4 out of 5 stars
“You can close your eyes to the things you do not want to see, but you cannot close your heart to the things you do not want to feel.”
Forbidden is a unique book, making it hard to give a rating. Everyone’s different experiences, perspectives, beliefs, etc. will influence the way they interpret and react to this book. Some might rate it based solely on their reaction to the content, while other might rate it based on writing and character development. My rating reflects that of the latter.

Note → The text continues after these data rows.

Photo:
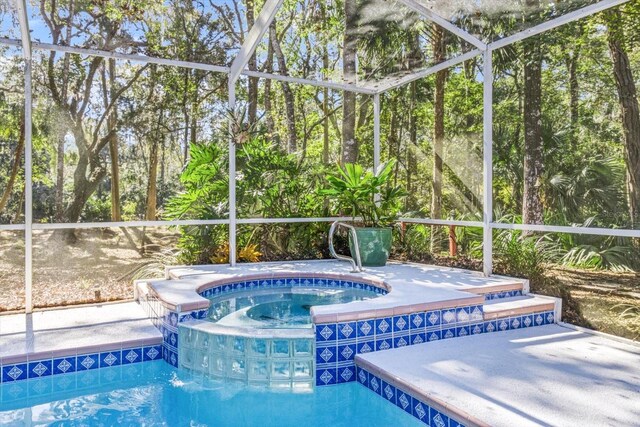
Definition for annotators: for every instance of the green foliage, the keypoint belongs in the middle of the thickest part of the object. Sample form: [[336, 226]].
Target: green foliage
[[355, 190]]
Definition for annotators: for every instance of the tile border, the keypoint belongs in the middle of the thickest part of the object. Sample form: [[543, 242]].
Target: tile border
[[80, 360]]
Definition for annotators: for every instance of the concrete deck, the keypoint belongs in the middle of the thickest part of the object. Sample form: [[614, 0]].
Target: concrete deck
[[64, 332], [413, 287], [549, 375]]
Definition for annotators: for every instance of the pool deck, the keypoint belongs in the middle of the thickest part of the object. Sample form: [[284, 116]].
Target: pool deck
[[70, 331], [549, 375], [412, 287]]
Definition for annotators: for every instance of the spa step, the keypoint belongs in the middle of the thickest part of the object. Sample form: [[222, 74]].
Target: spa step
[[500, 291], [514, 306]]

Forbidden is a story about incest. It doesn’t justify it and it doesn’t shame it. It is a story to make the reader think about love, family, and sacrifices. The way it accomplishes this is through the characters self-awareness. Unlike Flowers in the Attic by V.C. Andrews, Forbidden tells the story of children not secluded from the world who have hit puberty with peers their own age. All this to say that abuse is not the sole factor that led to their relationship.
Their self-awareness and moral struggle is apparent throughout the entire novel and communicated with clarity.
Lochan and Maya’s chapters are written with absolute perfection. Suzama’s writing style is lyrical and poetic, which adds another layer of complexity when the reader makes a decision about their love. There were moments when I forgot that Lochan and Maya were related because of the writing. However, Suzama cleverly and subtly reminds the reader with mentions of family.
I wouldn’t recommend this book. Not because it was poorly written or the characters were unbelievable, but because this story is not for everyone. You will feel conflicted, your heart will brake, and you won’t know what to think by the end of the book.